『拾われた男』は最高の“敗者”たちの物語 愛とエネルギーに溢れた脚本・演出・役者たち

 ドラマの“紅白歌合戦”かと思った。

拾われた男

 しょっぱなから有村架純や柄本明が本人役で出てくるわ、風間杜夫は太巻き食べてゲホゲホむせるわ、薬師丸ひろ子は事務所の社長役で登場するわでとんでもないことになっている。俳優・松尾諭の自伝的エッセイをドラマ化した『拾われた男』(NHK BSプレミアム/ディズニープラス)のことである。

 兵庫で生まれ育った松戸諭(仲野太賀)はたまたま観た舞台に憧れ、同級生・杉田(大東駿介)を頼って上京。杉田やその彼女・ヨシコ(岸井ゆきの)らと同居し、劇団のオーディションを受けるがあえなく不合格。そんな中、たまたま航空券を拾い、「良かったらオーディションの結果を教えて」と言われていたモデル事務所社長・山村(薬師丸ひろ子)のことを思い出し、面接後“癒し系女優”が看板の事務所に所属することに。諭は渋谷のレンタルビデオ店で濃すぎる仲間とバイトしながら俳優になる夢を追う。

 と書くと、なにやらバイプレイヤーとして確固たる地位を築いた俳優の青春サクセスストーリーと思われるかもしれないが、本作はそう簡単にカテゴライズできない。なんせ毎回、画面からとんでもないカウンターパンチが繰り出されるのだ。

 第3話で事務所の看板俳優・井川遥(本人役)の運転手兼ボディガードとなった諭は、さまざまな現場に帯同し、自らも小さい役ながら俳優としての仕事を得るようになる。通常ならば諭の失敗とそれを乗り越える過程が展開するわけだが、脚本の足立紳はそんな予想を裏切るように7歩先の世界を描く。この回では俳優や演技について、4人のキャラクターにフォーカスがあてられた。

 2002年、当時“癒し系”として世を席巻していた井川遥。街は彼女の看板で溢れ、スケジュールは分刻み。が、井川自身は映像の現場に行っても役を深めることより“癒し系”の立ち位置を求められることに疑問を感じている。怒っている場面のはずなのに、監督からは小首をかしげるように言われ、やんわり抗議しても取り合ってもらえない。そんな彼女が憧れるのは“白熱系”の女子プロレスラーたちだ。

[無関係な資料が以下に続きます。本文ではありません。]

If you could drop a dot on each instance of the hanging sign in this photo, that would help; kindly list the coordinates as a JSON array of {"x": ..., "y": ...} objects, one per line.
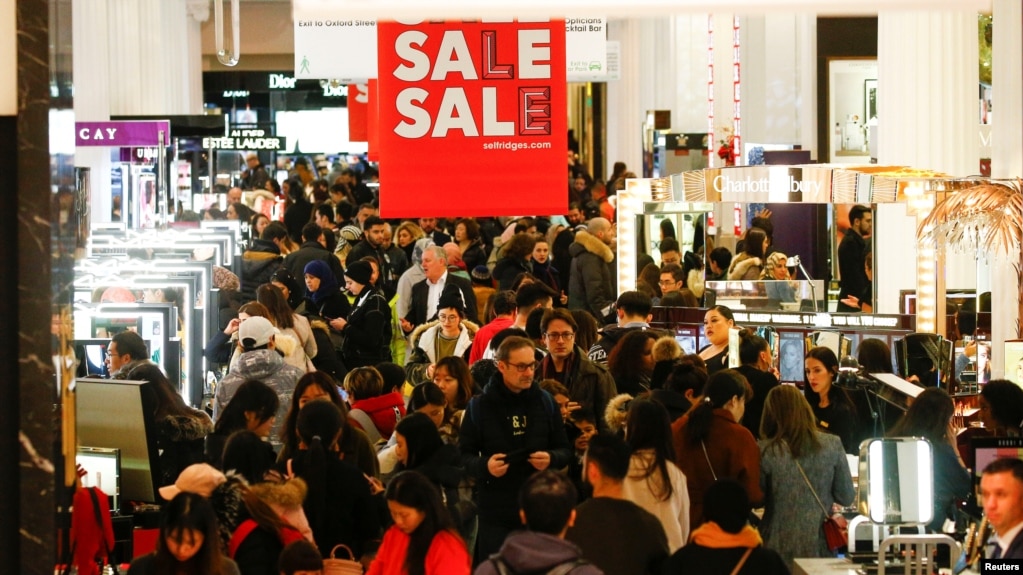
[
  {"x": 489, "y": 97},
  {"x": 121, "y": 134},
  {"x": 330, "y": 47},
  {"x": 246, "y": 139},
  {"x": 586, "y": 49}
]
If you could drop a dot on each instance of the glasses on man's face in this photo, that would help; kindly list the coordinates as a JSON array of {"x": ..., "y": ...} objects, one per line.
[{"x": 523, "y": 367}]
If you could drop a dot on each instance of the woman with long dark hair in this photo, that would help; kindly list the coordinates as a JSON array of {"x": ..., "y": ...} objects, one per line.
[
  {"x": 424, "y": 539},
  {"x": 515, "y": 259},
  {"x": 834, "y": 409},
  {"x": 419, "y": 447},
  {"x": 1002, "y": 407},
  {"x": 288, "y": 323},
  {"x": 682, "y": 387},
  {"x": 875, "y": 356},
  {"x": 717, "y": 321},
  {"x": 253, "y": 407},
  {"x": 654, "y": 482},
  {"x": 339, "y": 503},
  {"x": 180, "y": 430},
  {"x": 353, "y": 446},
  {"x": 631, "y": 362},
  {"x": 711, "y": 444},
  {"x": 793, "y": 446},
  {"x": 930, "y": 416},
  {"x": 188, "y": 541},
  {"x": 749, "y": 264},
  {"x": 466, "y": 234}
]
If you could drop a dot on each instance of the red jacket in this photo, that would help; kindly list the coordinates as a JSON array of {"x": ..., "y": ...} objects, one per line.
[
  {"x": 447, "y": 555},
  {"x": 385, "y": 410},
  {"x": 732, "y": 452}
]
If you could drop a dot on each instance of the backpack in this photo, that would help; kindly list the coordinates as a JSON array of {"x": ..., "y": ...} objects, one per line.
[
  {"x": 503, "y": 568},
  {"x": 286, "y": 535}
]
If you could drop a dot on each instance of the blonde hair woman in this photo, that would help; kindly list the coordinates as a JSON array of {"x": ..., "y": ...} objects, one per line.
[{"x": 799, "y": 465}]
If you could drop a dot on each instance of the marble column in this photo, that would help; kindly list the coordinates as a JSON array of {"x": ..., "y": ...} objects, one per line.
[
  {"x": 928, "y": 119},
  {"x": 624, "y": 115}
]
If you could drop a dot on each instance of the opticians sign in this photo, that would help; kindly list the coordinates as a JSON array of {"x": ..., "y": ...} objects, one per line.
[
  {"x": 320, "y": 36},
  {"x": 248, "y": 140},
  {"x": 487, "y": 95}
]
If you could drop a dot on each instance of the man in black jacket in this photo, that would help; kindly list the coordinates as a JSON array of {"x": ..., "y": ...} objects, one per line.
[
  {"x": 510, "y": 431},
  {"x": 851, "y": 254},
  {"x": 633, "y": 313},
  {"x": 426, "y": 294},
  {"x": 310, "y": 250},
  {"x": 261, "y": 260}
]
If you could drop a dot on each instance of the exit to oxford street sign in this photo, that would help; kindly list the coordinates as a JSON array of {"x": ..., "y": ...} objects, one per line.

 諭はそうした井川の葛藤にまったく気付かず、運転手や付き人として現場で差し入れを配り、移動の車中で彼女が好きな音楽をかけお菓子を食べる。受刑者その1的な役をもらった撮影では、同郷の中堅俳優と仲良くなって他の俳優が担うはずだった殴られ役を貰ってしまい、顔のアップをしっかり抜かれる。ずっと準備をしてきたにもかかわらず、諭に役を取られた若手俳優(岩男海史)は撮影終了後に悔しさを噛みしめ、吐き出すように言う。「芝居、全然だめだから。あんな表情、通用しないから」。

 井川や諭が所属するモデルエージェンシーでは、社長の意向でロンドン帰りの講師・平山(北村有起哉)による演技の授業が行われていた。シェイクスピアを題材にした『荒武者ピラス』のせりふを肉体訓練とともに語るのだが、モデルや俳優の卵たちにはまったく意味が分からない。やっと演技について悩むようになった諭に対し、平山はストレッチをしながら自問するように語る。「意味があるのか知らねえよ、ロンドンでさんざんやらされてただけだ。でもなあ、俺の支えにはなってる」。

 売れていてもそのイメージにからめとられ、“白熱系”になれない井川。運でここまできて、やっと芝居と向き合うようになった諭。実力とは違うところで役を取られた若手俳優。そして輝くかどうかわからないバトンを若い俳優志望者たちに手渡そうとする平山。それぞれの視点で俳優や演技についてのストーリーがうねり、人間関係が動いていく。終盤、狭いアパートでプロレス大会が始まり、有名レスラーの入場曲が流れる中、諭と井川が『荒武者ピラス』のヘンテコなせりふを叫ぶさまは、カオスであり明日への希望だった。